NEW ORLEANS —
"Whether the funds could be perceived as being wasted or not really reflects on the organization accepting the money rather than BP," Keeney said.
Louis Skrmetta, one of the tens of thousands of business owners and individuals still waiting to get a share of a $20 billion claims fund established by BP, finds the state and local governments' spending galling, even if it's almost all BP's money.
Skrmetta runs a three-boat fleet that has a contract with the National Park Service to ferry day trippers to Ship Island, a recreation area about 10 miles offshore from Gulfport, Miss. He can't understand why BP paid so much to governments while businesses were suffering.
"I didn't think there was much logic in it," Skrmetta said. "Now, looking back in retrospect, it was a way to win over politicians, a way to win over the media."
In February, BP asked Louisiana parishes that received up to $1 million in advance payments in May for a detailed summary of how that money has been spent. Parishes were warned they must exhaust the advance money before they can make any new claims.
Some parishes, however, have banked that money and already billed BP for expenses on top of it.

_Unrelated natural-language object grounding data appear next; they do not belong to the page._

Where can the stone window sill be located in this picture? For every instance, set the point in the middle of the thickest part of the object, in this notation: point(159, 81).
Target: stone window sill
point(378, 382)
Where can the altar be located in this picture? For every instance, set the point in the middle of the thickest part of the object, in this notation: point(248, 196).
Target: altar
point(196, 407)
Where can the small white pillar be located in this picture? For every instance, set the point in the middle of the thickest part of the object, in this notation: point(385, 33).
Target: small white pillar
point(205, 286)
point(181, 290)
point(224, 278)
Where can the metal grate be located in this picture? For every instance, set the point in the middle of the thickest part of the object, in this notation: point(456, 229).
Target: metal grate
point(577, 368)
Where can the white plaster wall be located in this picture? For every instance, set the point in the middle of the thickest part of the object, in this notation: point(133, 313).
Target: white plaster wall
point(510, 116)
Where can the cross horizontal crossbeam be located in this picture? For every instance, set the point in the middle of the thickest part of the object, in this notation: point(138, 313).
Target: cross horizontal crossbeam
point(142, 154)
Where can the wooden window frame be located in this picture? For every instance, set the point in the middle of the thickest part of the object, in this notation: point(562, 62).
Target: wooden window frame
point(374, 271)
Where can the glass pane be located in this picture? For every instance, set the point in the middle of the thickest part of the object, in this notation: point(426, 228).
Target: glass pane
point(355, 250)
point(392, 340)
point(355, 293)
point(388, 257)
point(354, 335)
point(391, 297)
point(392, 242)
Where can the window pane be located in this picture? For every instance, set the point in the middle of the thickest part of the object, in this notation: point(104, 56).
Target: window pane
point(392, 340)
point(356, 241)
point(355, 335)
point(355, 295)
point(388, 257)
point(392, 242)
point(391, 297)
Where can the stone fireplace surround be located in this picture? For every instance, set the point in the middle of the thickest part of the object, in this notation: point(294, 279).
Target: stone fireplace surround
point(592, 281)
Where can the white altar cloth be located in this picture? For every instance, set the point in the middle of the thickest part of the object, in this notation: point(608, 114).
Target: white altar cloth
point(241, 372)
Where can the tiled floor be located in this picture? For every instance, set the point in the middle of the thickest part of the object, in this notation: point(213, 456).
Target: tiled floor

Terrebonne Parish says it hasn't spent any of its $1 million advance, yet BP has paid it an additional $927,842, mostly for contractors and payroll costs.
Parish President Michel Claudet said he isn't concerned that BP will try to recover unspent advance money.
"The agreement from the beginning was that it was nonrefundable," he said.
The oil spill drove away tourists and sapped tax revenues, but it was a boon for private contractors and consultants. Governments have spent more than $19 million of BP's money to hire contractors, according to the AP's review.